Ohio Union Household Survey Results
RE: Ohio Union Household Survey Results
From: Coalition to Protect American Workers (CPAW)
Survey Conducted: March 9-11, 2026
EXECUTIVE SUMMARY
New polling of Ohio union household members confirms what our Michigan data first revealed: this is not a partisan fight, it's a fairness fight. And in a state like Ohio, where union membership runs deep and electoral margins are everything, these findings lay out a clear roadmap. Union household voters in Ohio draw a sharp distinction between unions that deliver for workers and union leadership that games the system for itself.

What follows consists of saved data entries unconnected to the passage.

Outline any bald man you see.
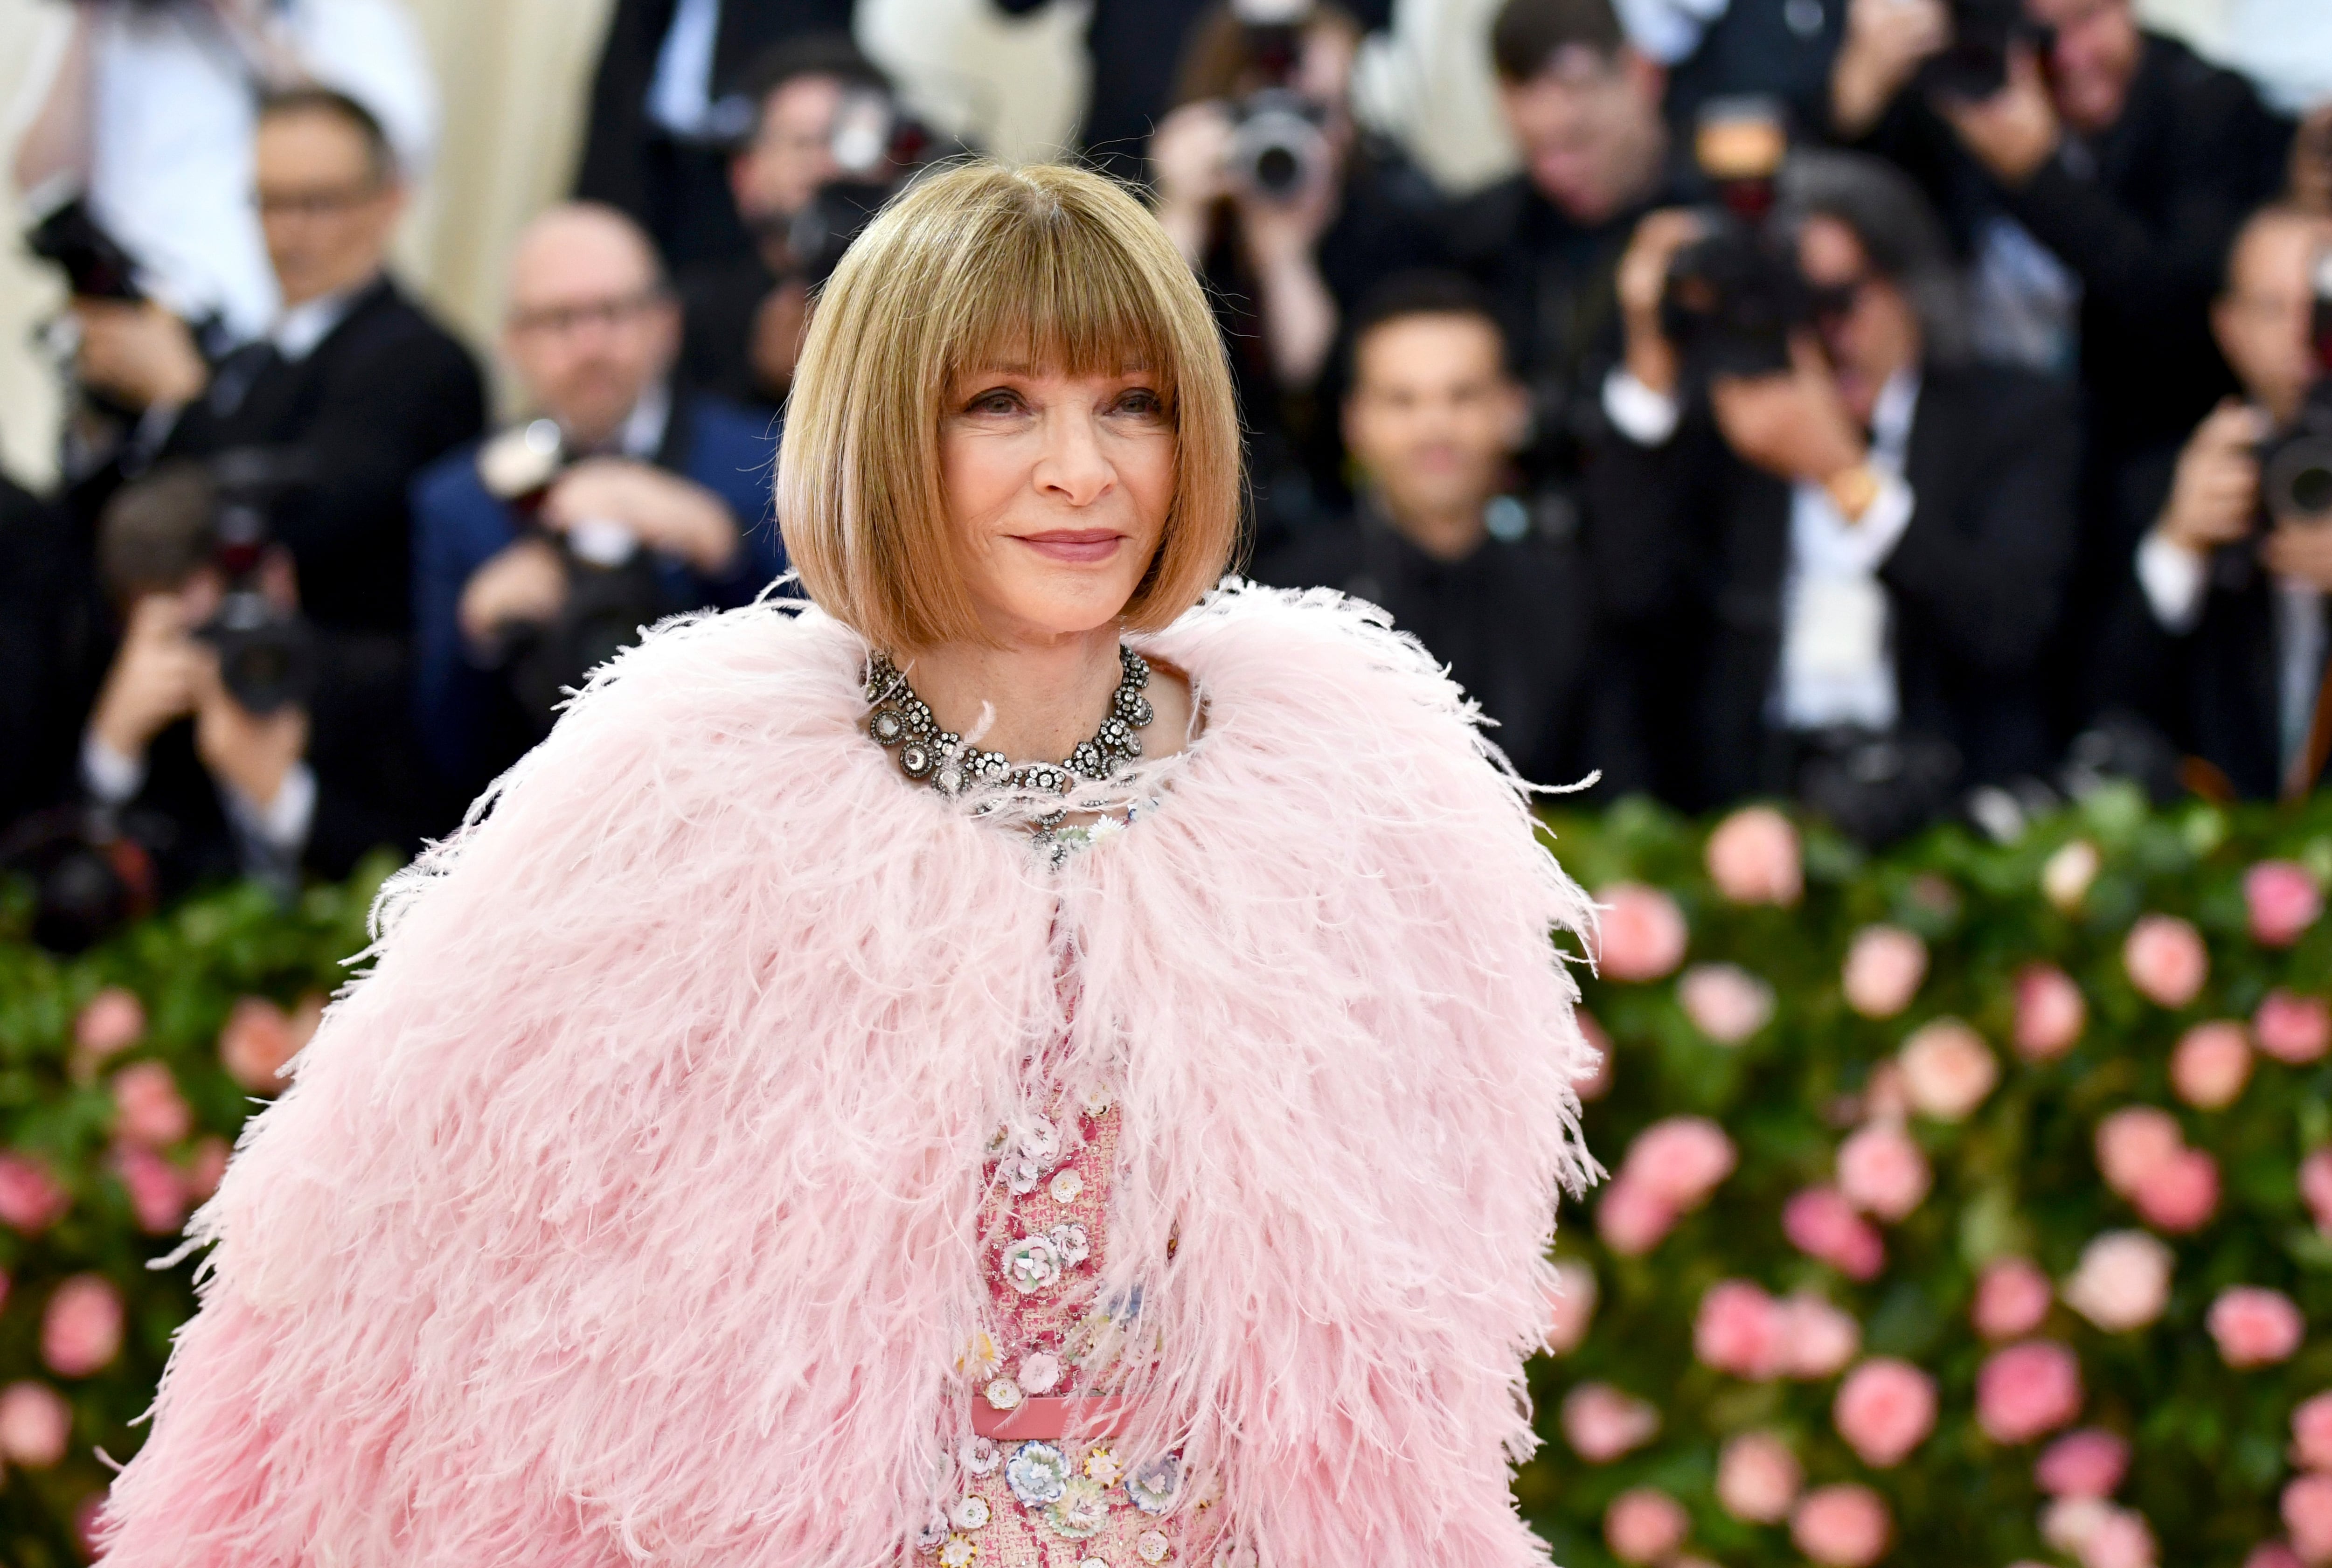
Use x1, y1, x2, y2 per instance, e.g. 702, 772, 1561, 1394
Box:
410, 201, 789, 797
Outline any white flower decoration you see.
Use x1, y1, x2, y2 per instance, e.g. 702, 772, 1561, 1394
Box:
1045, 1476, 1110, 1539
959, 1331, 1001, 1381
1084, 1446, 1124, 1485
962, 1436, 1001, 1475
1125, 1454, 1182, 1515
1019, 1352, 1062, 1394
1080, 1083, 1114, 1116
1138, 1529, 1173, 1564
1003, 1235, 1062, 1294
950, 1496, 991, 1531
1005, 1441, 1071, 1506
1050, 1167, 1085, 1205
983, 1377, 1023, 1411
1005, 1158, 1044, 1195
937, 1535, 978, 1568
914, 1515, 950, 1550
1049, 1222, 1091, 1268
1018, 1117, 1062, 1164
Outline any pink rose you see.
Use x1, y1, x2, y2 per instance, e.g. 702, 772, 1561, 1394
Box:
1783, 1186, 1885, 1281
2248, 1547, 2307, 1568
1716, 1430, 1802, 1523
1838, 1120, 1931, 1221
2133, 1147, 2219, 1234
2287, 1473, 2332, 1564
1778, 1290, 1864, 1380
73, 987, 145, 1061
1706, 805, 1802, 906
0, 1154, 69, 1234
1977, 1340, 2083, 1443
1898, 1018, 1999, 1120
111, 1060, 192, 1147
42, 1275, 124, 1378
187, 1135, 230, 1202
2043, 839, 2102, 911
2212, 1287, 2306, 1368
2259, 992, 2332, 1066
1622, 1116, 1737, 1211
1679, 963, 1775, 1045
1973, 1257, 2054, 1339
0, 1381, 71, 1468
1842, 925, 1928, 1019
2249, 861, 2326, 948
1597, 884, 1688, 983
219, 997, 300, 1094
2294, 1390, 2332, 1471
2062, 1230, 2175, 1332
1561, 1382, 1659, 1463
1791, 1483, 1892, 1568
2172, 1021, 2254, 1110
2015, 963, 2089, 1060
1596, 1173, 1676, 1256
2078, 1505, 2161, 1568
2095, 1107, 2185, 1198
1605, 1486, 1690, 1565
1696, 1279, 1785, 1380
1574, 1008, 1614, 1101
2037, 1428, 2131, 1498
1543, 1258, 1598, 1354
1833, 1357, 1937, 1467
2124, 914, 2209, 1008
114, 1144, 187, 1236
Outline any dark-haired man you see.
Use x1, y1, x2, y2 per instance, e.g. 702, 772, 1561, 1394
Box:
65, 87, 486, 637
1256, 273, 1598, 786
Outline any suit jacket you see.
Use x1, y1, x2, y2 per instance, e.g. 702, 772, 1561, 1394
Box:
409, 388, 788, 797
1586, 362, 2081, 811
0, 479, 108, 834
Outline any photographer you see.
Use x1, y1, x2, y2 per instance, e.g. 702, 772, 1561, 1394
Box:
58, 87, 485, 636
411, 204, 788, 798
13, 0, 436, 346
2115, 206, 2332, 799
1256, 272, 1597, 785
1443, 0, 1687, 532
1588, 151, 2078, 833
678, 35, 902, 412
1149, 0, 1443, 551
73, 462, 441, 898
1828, 0, 2290, 465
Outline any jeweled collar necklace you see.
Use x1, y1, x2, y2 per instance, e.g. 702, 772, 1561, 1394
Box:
864, 644, 1155, 800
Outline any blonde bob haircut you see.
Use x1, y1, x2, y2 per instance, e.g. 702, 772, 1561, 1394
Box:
777, 160, 1243, 652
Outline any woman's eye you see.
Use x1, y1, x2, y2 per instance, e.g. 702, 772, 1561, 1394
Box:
1114, 389, 1165, 417
967, 389, 1023, 415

The bottom line: Ohio union households are persuadable, and support for a labor reform agenda is the terrain on which that persuasion happens.
KEY FINDINGS: UNION HOUSEHOLD VOTERS SUPPORT CANDIDATES WHO BACK LABOR REFORM
Voters are proud of the American labor system and they reject the tactics that undermine it.
The Ohio data reveals the same foundational paradox that our Michigan polling uncovered. Union household members are confident in the strength of the American labor system — 83% say American workers have more freedoms than workers anywhere else in the world, and a commanding 81% believe America empowers workers to form unions, negotiate with employers, and take action to improve working conditions. These are not disaffected voters. They believe in the system.
And precisely because they believe in it, they oppose the tactics that corrupt it. A decisive 60% of Ohio union households want Congress to overturn policies that allow union leaders to pressure workers into voting without a secret ballot.
Similarly, 61% want to overturn the ability of union bosses to stall scheduled elections if they know they are about to lose. This result is consistent across ideological lines - 64% of Moderates, 56% of Very Conservatives, and 53% of Very Liberals all agree: election-stalling is indefensible.
Voters draw a hard line at manipulation, coercion, and procedural gamesmanship.
DEMOCRATS AND INDEPENDENTS SUPPORT REFORMS
The CPAW reform agenda has genuine bipartisan appeal in Ohio, arguably even stronger than what we saw in Michigan. On the question of overturning the ability of union leaders to pressure workers into voting without a secret ballot, 60% of Democrats support overturning this provision. On election-stalling, 58% of Democrats and 61% of Republicans agree it should go.
The cross-partisan picture is equally striking on the broader question of partisan influence in labor policy: 73% of Democrats, 80% of Republicans, and 55% of Independents say labor policy should be free of partisan influence. Union households in Ohio are telling us in plain terms that they want their labor system run on fairness, not politics.
OHIO RACES ARE COMPETITIVE AND MOVEABLE
The 2026 Ohio Senate race between Sherrod Brown and Jon Husted is a battleground, and our union household data show it: Husted leads Brown 48% to 42% among union households, a striking finding in a constituency that has historically been reliable Democratic territory. The gubernatorial race tells the same story: Vivek Ramaswamy leads Amy Acton 48% to 41% among union households.
These numbers reflect a fundamental realignment underway in Ohio. Union household voters gave Trump 56% of their 2024 vote, and he maintains a +9 net approval in this sample today. Republicans lead the generic congressional ballot 51% to 38% among union households. Ohio is not leaning, it's moving.
On the pro-union congressional candidate question, 45% of Ohio union households say they would be more likely to support a candidate who backs labor policies that give more power to union leaders, but a critical 39% say less likely, and 16% are genuinely unsure. That unsure 16% is the moveable middle that decides close races, and it is persuadable.
Our data suggest that candidates who speak directly to Ohio union households about leadership overreach, about the right to a secret ballot, about fair elections, about keeping politics out of labor policy, can carve into a constituency the left has taken for granted and the right has written off.
CONCLUSION: VOTES ARE UP FOR GRABS
Ohio's union households have sent an unmistakable signal. They are not looking for candidates who will rubber-stamp whatever their union leadership demands. They are looking for candidates who will stand up for the principles that make the American labor system worth defending in the first place: fair elections, protected ballots, and a workplace free from coercion.
Ohio is already moving, and the CPAW reform agenda is perfectly positioned to capitalize on it.
There is a lane here. It runs directly through the kitchen tables of union families who want their voice back. Candidates willing to make that case plainly, forcefully, and without apology will find a ready audience in Ohio. The reform message does not ask these voters to abandon their unions. It asks them to demand better from the people who run them.
METHODOLOGY
A survey of N = 500 Union Household Members in Ohio, with +/- 4.4% MoE, conducted between March 9 – 11, 2026.